Would there be support for a more general cmp/__cmp__

Christopher Subich csubich.spam.block at spam.subich.block.com
Tue Oct 25 10:09:29 EDT 2005


Antoon Pardon wrote:

> I also think there is the problem that people aren't used to partial
> ordering. There is an ordering over sets, it is just not a total
> ordering. But that some pairs are uncomparable (meaning that neither
> one is smaller or greater) doesn't imply that comparing them is
> ill defined.

It depends on your definition of "comparison."  Admittedly, <, =, !=, 
and > can be defined for a partial ordering, but classical mathematics, 
as understood by most people (even programmers), assumes that unless a 
== b, a > b or a < b.

The comparisons, as defined this way, are done on a totally ordered set, 
yes.  But since most comparisons ever done -are- done on a totally 
ordered set (namely the integers or reals), it's entirely fair to say 
that "a programmer's expectation" is that comparisons should work more 
or less like a totally ordered list.


With that caevat in mind, comparison on a partially ordered domain /is/ 
ill-defined; it can give inconsistent results from the "a < b or a > b 
or a == b" rule.

> 
> Well it is a wrong assumption is general.

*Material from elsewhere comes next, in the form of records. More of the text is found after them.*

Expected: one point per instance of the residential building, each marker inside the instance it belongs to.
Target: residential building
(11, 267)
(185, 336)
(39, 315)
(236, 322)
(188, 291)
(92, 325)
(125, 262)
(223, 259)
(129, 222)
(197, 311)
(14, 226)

There is nothing impure about
> partial ordering. 

Impure? Probably not.  Useless from many perspective when "comparisons" 
are needed, to the point where it's probably safer to throw an exception 
than define results.

> That is IMO irrelevant. The subset relationship is an ordering and as
> such has all characteristics of other orderings like "less than",
> except that the subset relationship is partial and the less than
> relationship is total. How it is called "subset" vs "less than" is
> IMO irrelevant. It is about mathematical characteristics.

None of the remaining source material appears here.